Yes, I will be eating my own dog food now (this is why a cute puppy is included in a technical post and not the Hadoop elephant) and getting a real taste of what proven practice should look like across the analytic community.  Recall the nine steps to take summarized in a prior post.

1) Gather current state analytics portfolio, interview stakeholders, and compile findings.
2) Determine the analytic operating models in use.
3) Refine Critical Analytic Capabilities as defined to meet site specific needs.
4) Weight Critical Analytic Capability according to each operating model in use.
5) Gather user profiles and simple population counts for each form of use.
6) Gather platform characteristics profiles.
7) Develop platform and tool signatures.
8) Gather data points and align with the findings.
9) Assemble findings and prepare a decision model for platform and tooling optimization.

Using the CRISP-DM method as a guideline, we find that each of the nine steps corresponds to the CRISP-DM method as illustrated in the following diagram.


Note there is some overlap between understanding the business and the data. The models we will be preparing will use a combination of working papers, logical models, databases, and the Decision Model Notation (DMN) from the OMG to wrap everything together.  In this example the output product is less about deploying or embedding an analytic decision and more about taking action based on the results of this work.

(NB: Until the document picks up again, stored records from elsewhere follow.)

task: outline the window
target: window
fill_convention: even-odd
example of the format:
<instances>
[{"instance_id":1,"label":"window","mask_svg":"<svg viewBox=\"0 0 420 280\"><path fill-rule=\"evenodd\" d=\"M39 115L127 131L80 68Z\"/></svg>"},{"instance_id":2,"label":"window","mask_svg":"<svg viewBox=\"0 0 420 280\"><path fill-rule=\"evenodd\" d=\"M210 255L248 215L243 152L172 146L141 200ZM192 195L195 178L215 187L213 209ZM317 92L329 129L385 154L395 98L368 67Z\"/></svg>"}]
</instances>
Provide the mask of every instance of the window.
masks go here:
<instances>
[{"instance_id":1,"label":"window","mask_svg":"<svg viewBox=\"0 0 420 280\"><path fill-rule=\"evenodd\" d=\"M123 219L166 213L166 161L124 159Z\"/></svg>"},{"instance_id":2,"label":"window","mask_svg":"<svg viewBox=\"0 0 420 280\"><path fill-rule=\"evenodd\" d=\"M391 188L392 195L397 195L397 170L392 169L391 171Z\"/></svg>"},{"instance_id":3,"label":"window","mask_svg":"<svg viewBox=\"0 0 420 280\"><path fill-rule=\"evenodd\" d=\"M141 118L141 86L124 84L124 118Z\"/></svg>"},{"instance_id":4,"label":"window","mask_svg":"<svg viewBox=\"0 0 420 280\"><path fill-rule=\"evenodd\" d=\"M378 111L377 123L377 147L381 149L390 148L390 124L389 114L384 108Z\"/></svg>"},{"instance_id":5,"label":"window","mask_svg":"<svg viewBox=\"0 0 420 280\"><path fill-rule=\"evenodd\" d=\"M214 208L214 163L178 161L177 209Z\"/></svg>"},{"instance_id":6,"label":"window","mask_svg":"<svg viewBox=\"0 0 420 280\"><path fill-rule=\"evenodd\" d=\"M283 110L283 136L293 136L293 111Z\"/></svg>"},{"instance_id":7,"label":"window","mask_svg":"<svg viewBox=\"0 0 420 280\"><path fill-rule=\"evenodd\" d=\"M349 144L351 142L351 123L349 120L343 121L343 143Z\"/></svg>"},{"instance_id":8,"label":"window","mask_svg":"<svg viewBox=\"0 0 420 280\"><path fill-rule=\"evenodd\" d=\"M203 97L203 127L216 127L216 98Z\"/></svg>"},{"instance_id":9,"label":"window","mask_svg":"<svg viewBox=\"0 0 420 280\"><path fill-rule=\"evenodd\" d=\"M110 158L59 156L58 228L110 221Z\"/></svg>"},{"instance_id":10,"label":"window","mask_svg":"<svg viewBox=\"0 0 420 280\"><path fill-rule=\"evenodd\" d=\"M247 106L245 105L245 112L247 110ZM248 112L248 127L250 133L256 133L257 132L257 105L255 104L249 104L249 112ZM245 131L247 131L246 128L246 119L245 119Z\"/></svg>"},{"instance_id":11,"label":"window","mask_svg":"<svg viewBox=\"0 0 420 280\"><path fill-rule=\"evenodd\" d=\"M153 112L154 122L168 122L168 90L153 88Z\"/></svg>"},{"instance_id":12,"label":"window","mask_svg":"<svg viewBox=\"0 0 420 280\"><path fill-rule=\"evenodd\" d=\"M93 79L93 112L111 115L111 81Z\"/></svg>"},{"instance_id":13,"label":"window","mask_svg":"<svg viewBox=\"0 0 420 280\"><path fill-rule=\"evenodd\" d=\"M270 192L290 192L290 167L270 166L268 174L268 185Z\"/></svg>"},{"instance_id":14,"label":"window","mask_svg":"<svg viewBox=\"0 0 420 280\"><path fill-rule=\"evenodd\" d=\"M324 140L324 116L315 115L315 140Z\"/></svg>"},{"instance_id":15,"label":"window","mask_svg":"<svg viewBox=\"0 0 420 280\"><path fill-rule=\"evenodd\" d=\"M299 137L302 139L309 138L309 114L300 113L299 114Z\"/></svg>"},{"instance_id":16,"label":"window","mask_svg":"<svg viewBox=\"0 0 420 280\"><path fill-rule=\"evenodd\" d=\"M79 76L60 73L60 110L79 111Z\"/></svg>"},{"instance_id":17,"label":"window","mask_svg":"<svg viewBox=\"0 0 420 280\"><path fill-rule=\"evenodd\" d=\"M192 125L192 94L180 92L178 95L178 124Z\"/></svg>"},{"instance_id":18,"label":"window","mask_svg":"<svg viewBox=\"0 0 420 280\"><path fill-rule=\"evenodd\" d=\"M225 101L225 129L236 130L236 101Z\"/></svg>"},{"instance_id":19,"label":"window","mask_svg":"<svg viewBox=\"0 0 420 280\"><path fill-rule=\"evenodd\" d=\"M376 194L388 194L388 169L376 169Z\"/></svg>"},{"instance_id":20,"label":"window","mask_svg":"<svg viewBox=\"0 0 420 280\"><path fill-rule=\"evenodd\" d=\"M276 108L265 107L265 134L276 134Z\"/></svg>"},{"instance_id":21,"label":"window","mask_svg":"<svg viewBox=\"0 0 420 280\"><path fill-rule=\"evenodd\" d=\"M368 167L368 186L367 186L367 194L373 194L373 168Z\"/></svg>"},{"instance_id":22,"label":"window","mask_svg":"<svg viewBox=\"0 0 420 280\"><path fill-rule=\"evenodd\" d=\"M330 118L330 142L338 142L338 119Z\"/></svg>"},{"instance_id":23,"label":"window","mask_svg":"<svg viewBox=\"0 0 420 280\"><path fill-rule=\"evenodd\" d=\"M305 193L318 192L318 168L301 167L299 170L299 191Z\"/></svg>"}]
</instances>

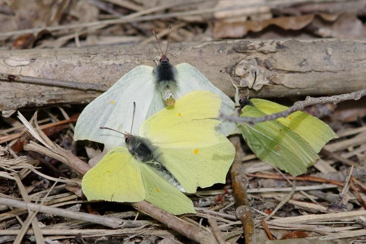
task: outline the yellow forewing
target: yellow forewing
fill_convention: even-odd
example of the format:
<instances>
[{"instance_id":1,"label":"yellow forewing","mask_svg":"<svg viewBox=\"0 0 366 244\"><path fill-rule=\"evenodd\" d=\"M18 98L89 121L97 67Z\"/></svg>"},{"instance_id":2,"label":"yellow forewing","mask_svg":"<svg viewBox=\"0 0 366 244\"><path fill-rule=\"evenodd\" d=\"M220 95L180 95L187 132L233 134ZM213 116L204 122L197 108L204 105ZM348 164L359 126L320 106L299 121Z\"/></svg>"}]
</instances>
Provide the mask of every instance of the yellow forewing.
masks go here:
<instances>
[{"instance_id":1,"label":"yellow forewing","mask_svg":"<svg viewBox=\"0 0 366 244\"><path fill-rule=\"evenodd\" d=\"M288 107L268 100L252 99L250 101L260 111L271 114L285 110ZM330 140L338 137L332 129L317 118L298 111L286 118L276 120L297 133L318 153Z\"/></svg>"},{"instance_id":2,"label":"yellow forewing","mask_svg":"<svg viewBox=\"0 0 366 244\"><path fill-rule=\"evenodd\" d=\"M242 117L261 117L256 107L245 106ZM293 176L306 171L319 158L313 148L297 133L277 120L239 125L243 137L257 156Z\"/></svg>"},{"instance_id":3,"label":"yellow forewing","mask_svg":"<svg viewBox=\"0 0 366 244\"><path fill-rule=\"evenodd\" d=\"M90 169L81 182L88 200L140 202L145 199L139 163L125 147L116 147Z\"/></svg>"},{"instance_id":4,"label":"yellow forewing","mask_svg":"<svg viewBox=\"0 0 366 244\"><path fill-rule=\"evenodd\" d=\"M210 146L161 148L162 164L186 192L196 192L197 186L225 183L235 150L225 137L217 132L214 135L219 142Z\"/></svg>"},{"instance_id":5,"label":"yellow forewing","mask_svg":"<svg viewBox=\"0 0 366 244\"><path fill-rule=\"evenodd\" d=\"M220 96L210 92L196 91L178 99L147 119L140 135L159 147L208 146L216 144L215 127L220 121Z\"/></svg>"},{"instance_id":6,"label":"yellow forewing","mask_svg":"<svg viewBox=\"0 0 366 244\"><path fill-rule=\"evenodd\" d=\"M146 190L146 200L173 214L195 213L192 201L144 163L141 173Z\"/></svg>"}]
</instances>

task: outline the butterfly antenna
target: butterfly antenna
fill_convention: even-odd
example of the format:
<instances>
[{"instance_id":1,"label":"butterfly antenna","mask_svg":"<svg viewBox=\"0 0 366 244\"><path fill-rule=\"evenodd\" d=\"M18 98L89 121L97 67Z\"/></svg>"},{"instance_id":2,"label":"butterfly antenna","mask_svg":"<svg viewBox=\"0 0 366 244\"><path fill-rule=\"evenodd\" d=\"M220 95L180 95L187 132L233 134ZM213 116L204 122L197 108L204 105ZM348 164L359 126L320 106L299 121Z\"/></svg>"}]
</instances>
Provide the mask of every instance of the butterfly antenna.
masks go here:
<instances>
[{"instance_id":1,"label":"butterfly antenna","mask_svg":"<svg viewBox=\"0 0 366 244\"><path fill-rule=\"evenodd\" d=\"M158 42L158 44L159 44L159 47L160 47L160 51L162 52L162 55L163 55L164 53L163 52L163 49L162 49L162 45L160 45L160 42L159 42L159 39L158 39L158 37L156 36L156 33L155 33L155 31L154 30L154 29L151 29L151 32L153 33L153 35L154 35L154 36L155 37L155 39L156 39L156 41Z\"/></svg>"},{"instance_id":2,"label":"butterfly antenna","mask_svg":"<svg viewBox=\"0 0 366 244\"><path fill-rule=\"evenodd\" d=\"M100 129L106 129L106 130L113 130L113 131L115 131L116 132L118 132L119 133L121 133L121 134L123 135L124 136L126 136L126 135L125 134L122 133L121 131L118 131L118 130L115 130L114 129L111 129L111 128L109 128L108 127L100 127L99 128Z\"/></svg>"},{"instance_id":3,"label":"butterfly antenna","mask_svg":"<svg viewBox=\"0 0 366 244\"><path fill-rule=\"evenodd\" d=\"M169 27L169 31L168 32L168 38L166 41L166 48L165 48L165 56L168 54L168 46L169 46L169 39L170 37L170 32L172 31L172 27Z\"/></svg>"},{"instance_id":4,"label":"butterfly antenna","mask_svg":"<svg viewBox=\"0 0 366 244\"><path fill-rule=\"evenodd\" d=\"M132 127L133 126L133 121L135 119L135 112L136 111L136 103L133 102L133 115L132 115L132 123L131 124L131 132L130 135L132 134Z\"/></svg>"}]
</instances>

Step One – Gather Current State Portfolio
In this first step we are going to gather a deep understanding for what exists already within the enterprise and learn how the work effort is organized. Each examination should include at a minimum:

  • Organization (including its’ primary and supporting processes)
  • Significant Data Sources
  • Analytic Environments
  • Analytic Tools
  • Underlying technologies in use

The goal is to gather the current state analytics portfolio, interview stakeholders, and document our findings. In brief, this will become an integral part of the working papers we can build on in the steps to follow.  This is an important piece of the puzzle we are solving for. Do not even think about proceeding until this is complete. Note the following diagram (click to enlarge) illustrates the dependencies between accomplishing this field work and each component of the solution.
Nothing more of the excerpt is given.